Tic40 is important for the membrane insertion of Tic21 but not phosphate translocator (PHT). (a) [³⁵S]-prTic21 and [³⁵S]-prPHT were imported into wild-type (WT) and tic40-mutant chloroplasts for 20 min. Re-isolated intact chloroplasts (cpt) were separated into pellet (P) and supernatant (S) fractions by hypotonic lysis in 0.2 m NaCl. Samples were analyzed by SDS-PAGE and fluorography. TR, 2.5% of in vitro translated precursor proteins added to the import reactions. pr, precursor form; i, intermediate; m, mature form. For the prTic21 panel, the TR and cpt portion was a shorter exposure from the same gel of the pellet (P) and supernatant (S) portion. (b) Ratio of supernatant to membrane-inserted iTic21 and mature Tic21 as shown in (a). In the gels shown in (a), an equal amount of protein from the WT and tic40-mutant pellets was loaded (lanes 3 and 5). Each supernatant fraction then used three times the number of chloroplasts of its corresponding pellet fraction in order to have similar band intensities across the gel. The quantification in (b) has been corrected for the chloroplast numbers and represents the ratio within a chloroplast. (c) In vitro imported iTic21 and mature Tic21 accumulated in the stroma of tic40-mutant chloroplasts. [³⁵S]-prTic21 was imported into tic40-mutant chloroplasts for 20 min. After import chloroplasts were treated with various concentrations of trypsin. Re-isolated intact chloroplasts were separated into pellet (for analyzing Toc75) and supernatant [for analyzing Tic21and RuBP carboxylase small subunit (RBCS)] fractions by hypotonic lysis in 0.2 m NaCl. Samples were analyzed by SDS-PAGE. Proteins were detected by fluorography (Tic21), Coomassie blue staining (RBCS) or immunoblots (Toc75).

Figure 6

Accumulation kinetics of membrane-inserted Tic21 and soluble iTic21 in wild-type (WT) and tic40-mutant chloroplasts. (a) [³⁵S]-prTic21 was pre-imported into WT and tic40-mutant chloroplasts for 2 min, re-isolated and then chased for the length of time indicated.
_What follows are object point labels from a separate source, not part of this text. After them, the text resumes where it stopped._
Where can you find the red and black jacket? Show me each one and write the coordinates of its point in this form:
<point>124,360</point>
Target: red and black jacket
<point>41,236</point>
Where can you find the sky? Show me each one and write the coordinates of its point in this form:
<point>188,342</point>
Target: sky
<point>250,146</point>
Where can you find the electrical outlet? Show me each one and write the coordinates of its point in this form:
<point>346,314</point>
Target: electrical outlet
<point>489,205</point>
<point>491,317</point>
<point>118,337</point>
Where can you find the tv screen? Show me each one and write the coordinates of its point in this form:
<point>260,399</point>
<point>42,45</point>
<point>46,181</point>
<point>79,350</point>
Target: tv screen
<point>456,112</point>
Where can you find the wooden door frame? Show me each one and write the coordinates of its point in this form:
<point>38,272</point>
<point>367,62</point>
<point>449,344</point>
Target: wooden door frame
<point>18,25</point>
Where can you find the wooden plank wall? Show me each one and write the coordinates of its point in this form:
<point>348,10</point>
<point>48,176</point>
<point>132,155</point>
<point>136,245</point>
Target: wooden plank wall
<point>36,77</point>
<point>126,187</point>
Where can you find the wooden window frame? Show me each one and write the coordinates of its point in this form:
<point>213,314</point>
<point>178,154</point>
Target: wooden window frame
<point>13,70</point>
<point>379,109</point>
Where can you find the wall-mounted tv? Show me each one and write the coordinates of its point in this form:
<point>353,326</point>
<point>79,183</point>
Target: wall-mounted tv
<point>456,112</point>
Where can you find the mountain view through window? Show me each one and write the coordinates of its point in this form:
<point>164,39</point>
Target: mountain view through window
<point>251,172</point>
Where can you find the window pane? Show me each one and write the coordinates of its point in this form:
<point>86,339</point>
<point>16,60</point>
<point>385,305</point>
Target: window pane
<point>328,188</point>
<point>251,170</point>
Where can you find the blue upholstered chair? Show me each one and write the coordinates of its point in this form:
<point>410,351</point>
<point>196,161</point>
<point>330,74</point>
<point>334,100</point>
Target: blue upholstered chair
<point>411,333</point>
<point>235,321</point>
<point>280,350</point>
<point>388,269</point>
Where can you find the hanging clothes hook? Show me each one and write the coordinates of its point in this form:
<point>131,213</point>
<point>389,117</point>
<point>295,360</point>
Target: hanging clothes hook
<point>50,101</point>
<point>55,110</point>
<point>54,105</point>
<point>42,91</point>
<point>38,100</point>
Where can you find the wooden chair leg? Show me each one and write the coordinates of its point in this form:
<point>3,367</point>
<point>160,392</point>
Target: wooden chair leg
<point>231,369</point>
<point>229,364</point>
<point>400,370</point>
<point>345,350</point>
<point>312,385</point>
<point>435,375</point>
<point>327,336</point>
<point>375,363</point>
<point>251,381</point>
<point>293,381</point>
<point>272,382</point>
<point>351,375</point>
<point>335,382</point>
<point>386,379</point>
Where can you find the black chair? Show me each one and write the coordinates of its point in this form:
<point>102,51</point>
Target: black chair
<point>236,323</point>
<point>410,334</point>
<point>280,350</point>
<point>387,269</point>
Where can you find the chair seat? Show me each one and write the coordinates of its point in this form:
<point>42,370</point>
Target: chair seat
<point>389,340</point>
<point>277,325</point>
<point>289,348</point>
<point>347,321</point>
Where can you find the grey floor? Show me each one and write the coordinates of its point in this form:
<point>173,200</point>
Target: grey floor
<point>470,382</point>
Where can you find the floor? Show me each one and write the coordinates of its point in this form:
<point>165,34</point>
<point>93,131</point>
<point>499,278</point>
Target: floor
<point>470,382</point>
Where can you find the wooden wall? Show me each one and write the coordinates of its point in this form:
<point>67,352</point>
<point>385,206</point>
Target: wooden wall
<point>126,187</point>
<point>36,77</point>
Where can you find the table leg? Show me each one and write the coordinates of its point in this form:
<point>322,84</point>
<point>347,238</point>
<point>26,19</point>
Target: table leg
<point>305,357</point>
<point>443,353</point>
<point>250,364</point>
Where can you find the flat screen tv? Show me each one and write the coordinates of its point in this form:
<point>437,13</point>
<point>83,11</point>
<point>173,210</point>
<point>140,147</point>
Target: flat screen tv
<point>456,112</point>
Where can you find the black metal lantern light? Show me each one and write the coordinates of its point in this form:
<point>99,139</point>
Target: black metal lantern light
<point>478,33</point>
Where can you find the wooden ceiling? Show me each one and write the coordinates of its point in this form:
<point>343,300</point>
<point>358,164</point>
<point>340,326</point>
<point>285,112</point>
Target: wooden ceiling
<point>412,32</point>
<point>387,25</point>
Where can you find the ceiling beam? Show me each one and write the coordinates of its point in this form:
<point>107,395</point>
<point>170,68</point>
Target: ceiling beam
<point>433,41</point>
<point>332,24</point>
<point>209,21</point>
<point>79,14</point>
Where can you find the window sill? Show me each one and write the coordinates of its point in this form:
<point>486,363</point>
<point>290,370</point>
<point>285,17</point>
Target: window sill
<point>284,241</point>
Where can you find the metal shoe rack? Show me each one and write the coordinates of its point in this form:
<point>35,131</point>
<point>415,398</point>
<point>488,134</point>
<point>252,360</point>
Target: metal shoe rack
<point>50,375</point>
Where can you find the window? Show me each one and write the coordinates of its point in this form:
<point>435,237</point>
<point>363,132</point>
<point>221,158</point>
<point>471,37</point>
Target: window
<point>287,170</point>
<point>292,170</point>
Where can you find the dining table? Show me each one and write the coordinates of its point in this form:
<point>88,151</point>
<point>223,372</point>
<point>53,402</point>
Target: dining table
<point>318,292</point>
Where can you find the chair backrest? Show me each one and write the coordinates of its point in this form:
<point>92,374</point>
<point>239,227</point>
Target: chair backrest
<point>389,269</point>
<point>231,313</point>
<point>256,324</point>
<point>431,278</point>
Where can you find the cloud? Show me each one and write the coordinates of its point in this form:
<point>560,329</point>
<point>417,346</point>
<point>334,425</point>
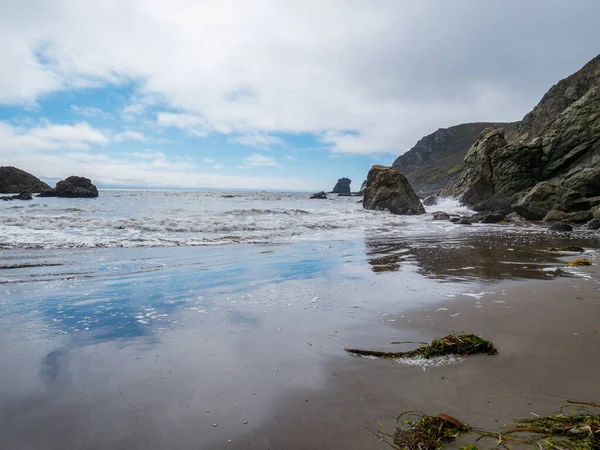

Chloroplasts were treated with thermolysin and separated into membrane and supernatant fractions by alkaline extraction. Samples were analyzed by SDS-PAGE and fluorography. An equal amount of protein from all membrane-fraction samples was loaded, and each supernatant fraction then used three times the number of chloroplasts of its corresponding membrane fraction. TR, in vitro translated protein. i, intermediate; m, mature form. All WT samples were analyzed on one gel and all mutant samples on another. All gels were exposed for the same amount of time. (b) Quantification of the membrane-inserted mature Tic21 in (a). (c) Quantification of iTic21 in the supernatant fractions of (a). For both (b) and (c), the amount of membrane-inserted mature Tic21 in WT chloroplasts at 20 min was set as 100%.

Figure 7

Conserved proline residues are present in Tic40, Tic110 and iTic21 but not in phosphate translocator (PHT) and accumulation and replication of chloroplasts 6 (ARC6). Sequence alignment of the N-terminal portion of prTic21 and mature Tic40, Tic110 and PHT, and the C-terminal portion of ARC6. Multiple sequence alignments were created using the Wisconsin Package (version 10.3). The transit-peptide processing site of Arabidopsis prTic21 is indicated with an upward arrow. First transmembrane domains (TM1) are underlined. Proline residues are highlighted in white letters on a black background. Residues are numbered with the initiation methionine as residue 1.